The premise is that a series of small improvements will add up to a remarkable result. James Clear has looked at instances where high achieving people, teams or companies have searched for every little opportunity to improve and believes this is the key to their success.
The name “Atomic Habits” comes from the idea that within the smallest possible element lies a huge amount of power. The book’s advice is to look at what you want to achieve and then think of all the big obvious ways to improve and then also all the seemingly insignificant ways to improve, and then aim to improve a little bit regularly.
Atomic Habits offers advice on how to improve your habits that can be summed up in 3 key points.
Firstly, you must make good habits easy and bad habits hard. A good environment makes good habits easy and we can also remember the old saying about how “a bad system is where good people do bad things”. Instead of having your phone with your morning alarm right next to your bed, you can move it to the other side of the bedroom so you are forced to get out of bed in the morning, instead of pressing snooze.
Secondly, your efforts will be more successful if you track your process. If you want to work out every day, then the simple fact of noting if you did or didn’t work out will help your progress. The smartphone app “Streaks” is great to keep track of your habits.
Thirdly, enjoy the magic of compounding returns. Much like financial investments, good habits that improve your behavior increases your returns quickly. If you improve a skill by 1% every day, you will be 37 times better at the end of the year.
“The chains of habit are too light to be felt until they are too strong to be broken”
- Warren Buffett
The great thing about this concept is that you can apply it to whatever interests you. A team of British bicyclists made tiny incremental improvements and won olympic gold. If you are interested in style, then perhaps this idea can help you set good goals.
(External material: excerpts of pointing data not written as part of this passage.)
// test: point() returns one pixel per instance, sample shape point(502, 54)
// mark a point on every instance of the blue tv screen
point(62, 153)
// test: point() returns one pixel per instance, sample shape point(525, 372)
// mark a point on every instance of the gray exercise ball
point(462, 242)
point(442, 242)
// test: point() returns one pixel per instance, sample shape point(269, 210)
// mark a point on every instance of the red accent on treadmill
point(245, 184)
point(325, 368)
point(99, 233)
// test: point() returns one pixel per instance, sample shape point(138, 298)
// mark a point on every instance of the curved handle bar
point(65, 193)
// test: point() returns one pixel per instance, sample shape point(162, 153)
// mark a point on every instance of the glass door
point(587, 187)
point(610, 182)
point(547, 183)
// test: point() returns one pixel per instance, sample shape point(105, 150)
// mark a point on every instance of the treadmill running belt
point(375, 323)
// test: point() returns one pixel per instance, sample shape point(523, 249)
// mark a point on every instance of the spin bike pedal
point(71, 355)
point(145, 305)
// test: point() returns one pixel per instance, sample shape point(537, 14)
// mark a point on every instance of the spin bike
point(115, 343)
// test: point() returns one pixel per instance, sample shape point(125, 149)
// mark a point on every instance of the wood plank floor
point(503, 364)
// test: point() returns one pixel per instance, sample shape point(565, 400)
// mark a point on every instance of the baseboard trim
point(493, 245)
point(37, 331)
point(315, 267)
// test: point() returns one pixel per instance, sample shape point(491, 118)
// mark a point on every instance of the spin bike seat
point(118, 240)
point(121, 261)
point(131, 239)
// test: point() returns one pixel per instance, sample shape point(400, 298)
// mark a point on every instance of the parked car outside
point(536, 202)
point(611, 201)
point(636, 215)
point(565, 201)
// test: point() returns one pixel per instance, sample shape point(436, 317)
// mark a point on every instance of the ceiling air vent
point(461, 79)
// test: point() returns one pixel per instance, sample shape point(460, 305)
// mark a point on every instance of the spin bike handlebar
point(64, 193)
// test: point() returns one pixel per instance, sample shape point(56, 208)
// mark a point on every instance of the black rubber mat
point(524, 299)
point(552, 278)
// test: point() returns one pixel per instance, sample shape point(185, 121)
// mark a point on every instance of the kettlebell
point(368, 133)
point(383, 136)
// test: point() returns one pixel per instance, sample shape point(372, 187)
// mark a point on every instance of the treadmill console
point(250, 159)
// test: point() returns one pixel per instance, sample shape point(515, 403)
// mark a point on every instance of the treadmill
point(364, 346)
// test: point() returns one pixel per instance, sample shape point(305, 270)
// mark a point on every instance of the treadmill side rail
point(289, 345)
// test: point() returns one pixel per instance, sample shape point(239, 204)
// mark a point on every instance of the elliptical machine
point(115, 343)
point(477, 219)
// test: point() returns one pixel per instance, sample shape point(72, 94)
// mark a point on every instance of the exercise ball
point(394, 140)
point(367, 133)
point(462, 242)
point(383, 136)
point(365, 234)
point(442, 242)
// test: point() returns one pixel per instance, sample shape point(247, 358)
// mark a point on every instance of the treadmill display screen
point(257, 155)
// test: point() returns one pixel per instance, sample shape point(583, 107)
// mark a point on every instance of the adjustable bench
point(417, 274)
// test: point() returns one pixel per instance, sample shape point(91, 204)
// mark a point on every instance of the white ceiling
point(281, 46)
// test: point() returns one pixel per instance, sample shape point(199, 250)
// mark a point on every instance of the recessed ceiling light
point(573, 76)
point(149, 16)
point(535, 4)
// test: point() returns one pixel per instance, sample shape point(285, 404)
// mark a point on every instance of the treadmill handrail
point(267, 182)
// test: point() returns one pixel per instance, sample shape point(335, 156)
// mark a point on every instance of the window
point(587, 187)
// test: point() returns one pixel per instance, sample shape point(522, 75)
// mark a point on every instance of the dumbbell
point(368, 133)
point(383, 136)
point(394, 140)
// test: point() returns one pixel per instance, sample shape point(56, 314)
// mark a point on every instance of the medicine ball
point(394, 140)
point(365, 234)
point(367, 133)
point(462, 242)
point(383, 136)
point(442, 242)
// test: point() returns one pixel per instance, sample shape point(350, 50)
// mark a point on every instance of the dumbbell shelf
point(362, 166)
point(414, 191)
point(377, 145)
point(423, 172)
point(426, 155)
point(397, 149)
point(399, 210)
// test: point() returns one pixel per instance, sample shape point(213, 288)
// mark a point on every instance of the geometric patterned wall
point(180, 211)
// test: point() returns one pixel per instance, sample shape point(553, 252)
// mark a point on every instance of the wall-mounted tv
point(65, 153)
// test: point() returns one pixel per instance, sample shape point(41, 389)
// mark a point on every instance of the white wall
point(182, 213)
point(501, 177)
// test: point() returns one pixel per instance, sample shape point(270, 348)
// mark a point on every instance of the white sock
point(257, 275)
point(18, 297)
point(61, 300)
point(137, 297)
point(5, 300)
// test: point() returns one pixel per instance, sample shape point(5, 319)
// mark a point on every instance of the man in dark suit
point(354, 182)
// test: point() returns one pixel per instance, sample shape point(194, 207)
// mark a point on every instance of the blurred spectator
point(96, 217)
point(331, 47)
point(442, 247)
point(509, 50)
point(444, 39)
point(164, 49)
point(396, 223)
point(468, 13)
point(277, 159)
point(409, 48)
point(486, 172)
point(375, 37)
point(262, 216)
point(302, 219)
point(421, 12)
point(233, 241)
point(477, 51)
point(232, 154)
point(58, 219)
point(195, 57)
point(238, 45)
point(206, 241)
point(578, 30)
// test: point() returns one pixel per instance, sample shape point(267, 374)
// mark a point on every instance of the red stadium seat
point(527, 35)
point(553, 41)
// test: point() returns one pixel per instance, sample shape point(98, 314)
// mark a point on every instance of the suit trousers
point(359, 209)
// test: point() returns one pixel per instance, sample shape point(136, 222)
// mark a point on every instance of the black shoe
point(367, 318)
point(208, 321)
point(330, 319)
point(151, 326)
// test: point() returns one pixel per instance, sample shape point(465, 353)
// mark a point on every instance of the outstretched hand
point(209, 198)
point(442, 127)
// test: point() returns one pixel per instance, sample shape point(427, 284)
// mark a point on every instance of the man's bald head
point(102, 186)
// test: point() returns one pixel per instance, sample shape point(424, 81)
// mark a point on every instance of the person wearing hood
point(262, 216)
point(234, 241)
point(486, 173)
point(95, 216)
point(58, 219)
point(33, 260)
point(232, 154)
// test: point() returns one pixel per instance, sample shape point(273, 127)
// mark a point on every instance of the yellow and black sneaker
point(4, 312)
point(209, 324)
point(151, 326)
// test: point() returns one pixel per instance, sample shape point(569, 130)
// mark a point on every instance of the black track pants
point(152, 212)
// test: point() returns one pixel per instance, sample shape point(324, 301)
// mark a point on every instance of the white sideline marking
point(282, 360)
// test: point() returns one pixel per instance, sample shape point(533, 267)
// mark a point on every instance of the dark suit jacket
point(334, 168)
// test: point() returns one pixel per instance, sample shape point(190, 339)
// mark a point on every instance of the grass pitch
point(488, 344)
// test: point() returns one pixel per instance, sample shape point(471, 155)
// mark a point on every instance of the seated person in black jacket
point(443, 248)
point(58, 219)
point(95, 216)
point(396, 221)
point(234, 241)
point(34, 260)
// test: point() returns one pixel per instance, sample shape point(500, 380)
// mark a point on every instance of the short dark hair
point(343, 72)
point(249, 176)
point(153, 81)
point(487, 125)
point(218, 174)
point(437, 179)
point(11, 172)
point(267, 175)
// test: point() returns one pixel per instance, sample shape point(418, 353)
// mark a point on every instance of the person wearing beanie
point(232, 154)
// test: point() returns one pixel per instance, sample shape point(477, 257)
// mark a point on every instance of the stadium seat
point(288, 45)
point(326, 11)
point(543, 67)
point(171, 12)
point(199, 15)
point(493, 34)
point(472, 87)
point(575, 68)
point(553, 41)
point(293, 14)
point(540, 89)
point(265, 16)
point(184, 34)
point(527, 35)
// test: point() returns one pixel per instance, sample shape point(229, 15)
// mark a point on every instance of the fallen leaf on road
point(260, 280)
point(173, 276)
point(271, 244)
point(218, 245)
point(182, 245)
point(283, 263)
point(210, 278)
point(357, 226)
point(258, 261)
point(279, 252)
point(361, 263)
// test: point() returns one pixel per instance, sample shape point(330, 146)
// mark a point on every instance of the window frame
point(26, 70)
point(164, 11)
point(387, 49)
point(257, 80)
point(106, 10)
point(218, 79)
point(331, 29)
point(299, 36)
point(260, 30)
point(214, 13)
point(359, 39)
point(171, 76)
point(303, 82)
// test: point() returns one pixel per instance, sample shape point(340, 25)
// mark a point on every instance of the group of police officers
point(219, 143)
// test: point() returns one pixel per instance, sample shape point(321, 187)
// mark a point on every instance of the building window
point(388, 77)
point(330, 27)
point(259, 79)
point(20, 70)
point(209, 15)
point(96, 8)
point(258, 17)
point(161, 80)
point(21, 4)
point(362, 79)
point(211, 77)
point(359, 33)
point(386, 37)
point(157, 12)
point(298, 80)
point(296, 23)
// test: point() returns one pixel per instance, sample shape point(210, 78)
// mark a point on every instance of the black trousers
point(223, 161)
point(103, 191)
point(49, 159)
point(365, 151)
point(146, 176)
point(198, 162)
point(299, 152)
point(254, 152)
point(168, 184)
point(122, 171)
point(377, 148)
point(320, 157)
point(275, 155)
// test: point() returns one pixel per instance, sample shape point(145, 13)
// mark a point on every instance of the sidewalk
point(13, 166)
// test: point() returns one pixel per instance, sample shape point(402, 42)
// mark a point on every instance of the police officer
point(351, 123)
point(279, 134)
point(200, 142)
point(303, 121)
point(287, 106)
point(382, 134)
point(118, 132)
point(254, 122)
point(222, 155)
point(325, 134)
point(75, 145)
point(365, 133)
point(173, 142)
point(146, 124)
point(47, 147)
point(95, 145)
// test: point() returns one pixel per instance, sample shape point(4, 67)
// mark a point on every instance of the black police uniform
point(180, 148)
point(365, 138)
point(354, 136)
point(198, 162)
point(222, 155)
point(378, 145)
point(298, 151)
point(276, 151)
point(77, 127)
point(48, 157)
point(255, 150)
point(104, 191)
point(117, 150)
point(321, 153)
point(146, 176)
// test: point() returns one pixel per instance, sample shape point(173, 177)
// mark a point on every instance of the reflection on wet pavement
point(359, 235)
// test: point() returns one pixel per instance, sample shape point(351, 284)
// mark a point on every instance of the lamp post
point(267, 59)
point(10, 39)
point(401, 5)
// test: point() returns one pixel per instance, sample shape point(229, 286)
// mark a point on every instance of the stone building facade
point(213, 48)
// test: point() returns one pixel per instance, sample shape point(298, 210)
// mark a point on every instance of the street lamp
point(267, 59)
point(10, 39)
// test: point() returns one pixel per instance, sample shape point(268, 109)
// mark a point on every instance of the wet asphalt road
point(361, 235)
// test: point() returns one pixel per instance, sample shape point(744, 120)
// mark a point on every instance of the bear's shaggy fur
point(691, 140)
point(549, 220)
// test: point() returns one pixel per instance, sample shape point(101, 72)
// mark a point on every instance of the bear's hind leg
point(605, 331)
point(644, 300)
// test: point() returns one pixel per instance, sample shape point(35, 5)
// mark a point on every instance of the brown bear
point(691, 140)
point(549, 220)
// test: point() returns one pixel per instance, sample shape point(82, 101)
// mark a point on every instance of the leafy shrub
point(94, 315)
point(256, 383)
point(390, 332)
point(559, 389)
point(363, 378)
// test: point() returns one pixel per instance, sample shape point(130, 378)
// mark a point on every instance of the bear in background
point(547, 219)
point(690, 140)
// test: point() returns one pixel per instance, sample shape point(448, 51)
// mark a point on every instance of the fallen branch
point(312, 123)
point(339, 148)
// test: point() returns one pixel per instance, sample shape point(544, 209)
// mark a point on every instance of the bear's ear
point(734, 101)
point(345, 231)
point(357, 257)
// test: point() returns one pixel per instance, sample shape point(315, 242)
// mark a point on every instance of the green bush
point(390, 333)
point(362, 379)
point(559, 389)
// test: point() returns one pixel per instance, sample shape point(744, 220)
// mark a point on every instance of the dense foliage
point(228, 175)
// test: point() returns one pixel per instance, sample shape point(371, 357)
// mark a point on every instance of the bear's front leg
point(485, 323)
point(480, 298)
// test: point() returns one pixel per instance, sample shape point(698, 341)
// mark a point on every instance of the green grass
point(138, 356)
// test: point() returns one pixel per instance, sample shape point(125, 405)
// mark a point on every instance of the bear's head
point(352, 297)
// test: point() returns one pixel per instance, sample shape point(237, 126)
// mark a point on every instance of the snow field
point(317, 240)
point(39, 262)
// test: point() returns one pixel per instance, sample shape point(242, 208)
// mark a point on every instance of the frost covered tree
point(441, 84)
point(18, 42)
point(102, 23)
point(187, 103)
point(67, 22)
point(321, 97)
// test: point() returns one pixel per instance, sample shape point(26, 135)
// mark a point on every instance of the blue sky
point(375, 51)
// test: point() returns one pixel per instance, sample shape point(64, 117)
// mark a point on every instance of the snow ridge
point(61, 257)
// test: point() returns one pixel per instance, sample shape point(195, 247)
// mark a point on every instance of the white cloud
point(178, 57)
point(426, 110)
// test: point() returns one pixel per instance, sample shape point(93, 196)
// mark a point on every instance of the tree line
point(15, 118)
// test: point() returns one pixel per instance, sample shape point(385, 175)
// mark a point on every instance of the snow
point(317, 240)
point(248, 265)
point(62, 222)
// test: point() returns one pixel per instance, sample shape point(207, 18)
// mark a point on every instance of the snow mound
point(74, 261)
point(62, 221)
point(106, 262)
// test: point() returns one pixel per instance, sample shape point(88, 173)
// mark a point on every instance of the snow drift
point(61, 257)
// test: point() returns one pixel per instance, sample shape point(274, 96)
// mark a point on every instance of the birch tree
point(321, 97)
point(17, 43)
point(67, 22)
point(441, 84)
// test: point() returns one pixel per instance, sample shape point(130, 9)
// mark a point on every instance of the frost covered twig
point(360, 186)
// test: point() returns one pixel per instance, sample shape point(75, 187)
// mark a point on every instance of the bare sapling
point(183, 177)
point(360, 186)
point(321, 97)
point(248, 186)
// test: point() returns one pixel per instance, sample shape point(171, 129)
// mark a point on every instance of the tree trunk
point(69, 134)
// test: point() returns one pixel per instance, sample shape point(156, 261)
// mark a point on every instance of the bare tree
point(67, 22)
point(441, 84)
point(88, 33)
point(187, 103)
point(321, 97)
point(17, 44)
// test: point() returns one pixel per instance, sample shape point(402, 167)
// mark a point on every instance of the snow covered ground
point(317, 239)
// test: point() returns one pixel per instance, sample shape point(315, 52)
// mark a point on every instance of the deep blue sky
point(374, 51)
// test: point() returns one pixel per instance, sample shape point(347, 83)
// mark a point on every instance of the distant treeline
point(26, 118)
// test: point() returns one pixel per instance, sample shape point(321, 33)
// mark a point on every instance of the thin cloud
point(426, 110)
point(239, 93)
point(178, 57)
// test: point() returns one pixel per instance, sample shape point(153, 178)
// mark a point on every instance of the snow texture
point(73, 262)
Many people want to improve their wardrobe, but it is a big task that can seem overwhelming. A simple solution is to improve the quality incrementally. Get into the good habit of only buying high quality pieces that you can own proudly for many years. If you invest in fewer but better garments, then your wardrobe quality will improve.
Similarly, many people have a style they love and admire, but are not comfortable wearing themselves. You can try the method of small improvements. Define the style you want to have, and then add a small element to your daily outfit. Imagine you want to feel comfortable wearing a suit regularly, but you are afraid to feel overdressed. If you start by wearing a nice shirt regularly, then a few weeks later you start incorporating tailored pants into your wardrobe. At the end you might be able to put on the jacket with complete comfort and owning your personal style. The power of habits is strong, you have to think about how to use it best.